Building A Scalable And Reliable Dataµ Pipeline. Part 1
This post was inspired by a call I had with some of the Spark community user group on testing. If you haven’t watch it then you will be happy to know that it was recorded, you can watch it here, there are some amazing ideas and thoughts being shared.
While there are a multitude of tutorials on how to build Spark applications, in my humble opinion there are not enough out there for the major gotchas and pains you feel when building them and we are in a unique industry where we learn from our failures. No other industry pushes their workers to fail. You do not see a pilot who keeps crashing on take off stay in work for long!

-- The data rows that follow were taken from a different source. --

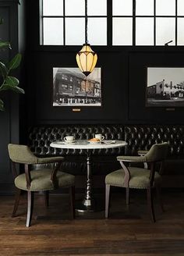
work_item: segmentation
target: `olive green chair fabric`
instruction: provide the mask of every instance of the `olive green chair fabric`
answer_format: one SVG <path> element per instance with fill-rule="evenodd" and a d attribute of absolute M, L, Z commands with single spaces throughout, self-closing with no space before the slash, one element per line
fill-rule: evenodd
<path fill-rule="evenodd" d="M 27 226 L 30 226 L 34 195 L 35 191 L 45 192 L 45 203 L 48 205 L 48 191 L 60 187 L 69 187 L 71 197 L 71 208 L 73 217 L 75 215 L 74 195 L 75 195 L 75 176 L 73 175 L 61 172 L 61 163 L 63 157 L 37 158 L 27 145 L 12 144 L 8 145 L 9 158 L 12 163 L 14 183 L 16 187 L 16 201 L 12 216 L 15 216 L 18 208 L 21 190 L 27 191 Z M 16 164 L 24 165 L 24 173 L 17 173 Z M 41 168 L 41 165 L 54 164 L 52 169 Z M 39 165 L 39 169 L 30 169 L 32 165 Z"/>
<path fill-rule="evenodd" d="M 141 156 L 123 155 L 117 157 L 117 160 L 119 161 L 122 168 L 108 174 L 105 177 L 106 218 L 108 217 L 109 214 L 110 187 L 111 186 L 114 186 L 126 188 L 127 204 L 129 203 L 129 188 L 147 189 L 147 201 L 148 205 L 150 206 L 151 218 L 152 220 L 155 222 L 152 189 L 156 187 L 157 192 L 159 192 L 161 183 L 161 176 L 160 173 L 158 173 L 158 172 L 156 172 L 155 165 L 157 162 L 161 162 L 161 167 L 163 167 L 163 162 L 167 156 L 168 150 L 168 144 L 165 142 L 152 145 L 148 151 L 142 152 Z M 144 168 L 133 167 L 131 166 L 131 164 L 133 162 L 149 163 L 150 169 L 147 169 Z M 128 164 L 129 166 L 128 166 Z M 160 169 L 160 171 L 161 170 Z"/>
<path fill-rule="evenodd" d="M 56 181 L 54 183 L 51 180 L 51 171 L 49 169 L 37 169 L 30 172 L 31 191 L 52 190 L 57 187 L 68 187 L 74 186 L 75 177 L 73 175 L 57 172 Z M 26 174 L 19 175 L 15 179 L 15 185 L 20 190 L 28 190 L 27 187 Z"/>
<path fill-rule="evenodd" d="M 143 169 L 138 167 L 129 167 L 131 178 L 129 180 L 129 187 L 131 188 L 146 189 L 150 186 L 150 170 Z M 123 187 L 125 180 L 125 172 L 123 169 L 112 172 L 107 175 L 105 183 L 115 187 Z M 158 172 L 154 174 L 154 182 L 161 182 L 161 176 Z"/>

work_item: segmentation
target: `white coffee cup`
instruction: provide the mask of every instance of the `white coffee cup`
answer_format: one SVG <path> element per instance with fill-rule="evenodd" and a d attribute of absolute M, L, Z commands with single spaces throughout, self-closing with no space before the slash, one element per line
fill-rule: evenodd
<path fill-rule="evenodd" d="M 69 135 L 64 137 L 64 140 L 66 142 L 72 142 L 74 140 L 74 136 Z"/>
<path fill-rule="evenodd" d="M 100 141 L 104 139 L 104 137 L 102 134 L 95 134 L 94 137 L 96 139 L 99 139 Z"/>

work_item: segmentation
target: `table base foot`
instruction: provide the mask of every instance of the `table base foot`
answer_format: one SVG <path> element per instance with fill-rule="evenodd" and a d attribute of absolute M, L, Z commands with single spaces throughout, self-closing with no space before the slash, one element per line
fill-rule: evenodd
<path fill-rule="evenodd" d="M 76 212 L 96 212 L 96 203 L 94 199 L 87 200 L 76 203 Z"/>

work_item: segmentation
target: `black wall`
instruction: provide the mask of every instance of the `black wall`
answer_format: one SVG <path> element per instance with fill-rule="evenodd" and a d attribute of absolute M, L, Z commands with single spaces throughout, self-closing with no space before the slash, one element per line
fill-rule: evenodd
<path fill-rule="evenodd" d="M 52 107 L 52 68 L 76 67 L 81 46 L 39 45 L 38 1 L 28 4 L 28 126 L 33 123 L 183 123 L 183 108 L 146 107 L 147 66 L 184 66 L 183 47 L 93 47 L 101 67 L 102 107 Z M 32 19 L 34 16 L 35 19 Z M 59 28 L 58 28 L 59 29 Z"/>
<path fill-rule="evenodd" d="M 26 9 L 23 0 L 20 5 L 16 0 L 0 1 L 0 17 L 3 24 L 0 26 L 0 38 L 11 43 L 11 50 L 0 52 L 0 59 L 3 62 L 10 60 L 17 52 L 23 55 L 21 66 L 12 73 L 18 77 L 20 87 L 24 87 L 25 74 L 25 20 Z M 10 91 L 1 92 L 0 98 L 4 101 L 5 112 L 0 112 L 0 194 L 12 189 L 12 176 L 8 155 L 9 143 L 19 143 L 22 116 L 24 104 L 22 97 Z M 22 115 L 23 113 L 23 115 Z"/>
<path fill-rule="evenodd" d="M 23 1 L 21 5 L 16 0 L 0 2 L 0 14 L 8 17 L 4 29 L 0 31 L 13 46 L 8 57 L 23 52 L 25 43 L 27 44 L 23 73 L 20 75 L 21 86 L 26 94 L 3 95 L 6 112 L 0 113 L 0 191 L 8 190 L 12 183 L 7 144 L 27 143 L 30 126 L 39 123 L 184 123 L 183 108 L 147 108 L 145 102 L 147 66 L 184 66 L 183 47 L 92 46 L 98 54 L 97 66 L 101 67 L 102 106 L 81 107 L 80 112 L 73 112 L 71 107 L 52 107 L 52 68 L 76 67 L 76 53 L 81 46 L 40 45 L 39 1 L 24 2 L 25 10 Z M 27 31 L 26 41 L 23 27 Z"/>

While in software our motto for a long time has been to fail fast!
Additionally, a data pipeline is not just one or multiple spark application, its also workflow manager that handles scheduling, failures, retries and backfilling to name just a few.

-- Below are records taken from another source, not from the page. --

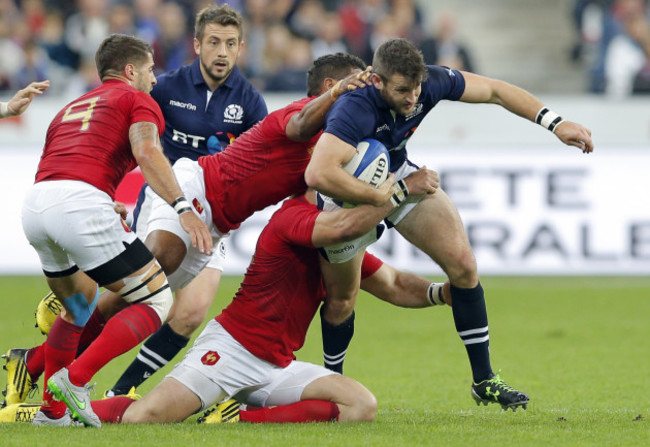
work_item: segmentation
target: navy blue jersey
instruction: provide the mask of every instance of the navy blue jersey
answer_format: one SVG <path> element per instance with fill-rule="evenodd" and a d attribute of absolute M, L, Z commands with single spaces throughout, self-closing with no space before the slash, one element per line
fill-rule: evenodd
<path fill-rule="evenodd" d="M 391 171 L 407 158 L 406 143 L 426 114 L 443 99 L 458 101 L 465 91 L 465 78 L 457 70 L 429 65 L 422 93 L 409 115 L 396 115 L 379 90 L 367 87 L 341 96 L 330 108 L 324 131 L 352 146 L 365 138 L 381 141 L 388 148 Z"/>
<path fill-rule="evenodd" d="M 209 103 L 208 91 L 198 58 L 158 77 L 151 96 L 165 116 L 162 145 L 172 163 L 220 152 L 268 114 L 264 98 L 236 66 Z"/>

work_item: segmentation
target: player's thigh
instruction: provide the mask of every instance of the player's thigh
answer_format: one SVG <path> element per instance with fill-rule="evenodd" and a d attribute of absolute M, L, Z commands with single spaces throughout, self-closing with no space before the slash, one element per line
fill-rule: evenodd
<path fill-rule="evenodd" d="M 195 311 L 201 311 L 205 314 L 217 294 L 220 280 L 220 270 L 206 267 L 188 285 L 178 289 L 176 291 L 175 318 L 178 318 L 183 313 Z"/>
<path fill-rule="evenodd" d="M 205 410 L 225 397 L 264 387 L 280 370 L 247 351 L 211 319 L 167 377 L 196 394 Z"/>
<path fill-rule="evenodd" d="M 267 385 L 248 393 L 244 400 L 250 405 L 259 407 L 289 405 L 306 399 L 336 402 L 333 399 L 334 394 L 324 388 L 314 389 L 313 392 L 305 394 L 314 382 L 334 376 L 343 377 L 320 365 L 296 360 L 286 368 L 278 370 Z M 336 379 L 333 382 L 336 382 Z"/>
<path fill-rule="evenodd" d="M 354 300 L 361 282 L 361 263 L 366 251 L 359 251 L 347 262 L 332 264 L 319 256 L 327 298 L 333 300 Z"/>
<path fill-rule="evenodd" d="M 74 181 L 34 185 L 24 202 L 23 228 L 49 276 L 65 276 L 74 265 L 92 271 L 136 239 L 106 193 Z"/>
<path fill-rule="evenodd" d="M 395 228 L 451 276 L 474 264 L 458 210 L 442 189 L 424 196 Z"/>
<path fill-rule="evenodd" d="M 142 399 L 126 409 L 124 424 L 180 422 L 201 408 L 201 400 L 178 380 L 165 377 Z"/>

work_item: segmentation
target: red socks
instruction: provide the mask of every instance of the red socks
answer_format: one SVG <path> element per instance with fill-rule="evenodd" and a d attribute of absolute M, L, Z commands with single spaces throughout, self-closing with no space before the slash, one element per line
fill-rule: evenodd
<path fill-rule="evenodd" d="M 121 310 L 70 366 L 70 381 L 77 386 L 85 385 L 108 362 L 156 332 L 160 324 L 160 317 L 148 304 L 134 304 Z"/>
<path fill-rule="evenodd" d="M 338 405 L 326 400 L 303 400 L 290 405 L 239 412 L 240 421 L 252 423 L 329 422 L 337 421 L 338 418 Z"/>
<path fill-rule="evenodd" d="M 83 327 L 68 323 L 58 317 L 45 341 L 45 386 L 43 387 L 43 410 L 50 417 L 59 418 L 65 412 L 63 402 L 55 402 L 52 394 L 47 391 L 47 380 L 60 370 L 68 366 L 77 353 L 79 338 Z M 27 368 L 29 370 L 29 368 Z"/>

Finally a data pipeline is also a data serving layer, for example Redshift, Cassandra, Presto or Hive.
This is why I am hoping to build a series of posts explaining how I am currently building data pipelines, the series aims to construct a data pipeline from scratch all the way to a productionalised pipeline. Including a workflow manager and a dataserving layer.
We will also explore the pains and frustrations of dealing with third party data providers and I hope the community will share their ideas and horror stories which will in turn give knowledge sharing and help us build better pipelines!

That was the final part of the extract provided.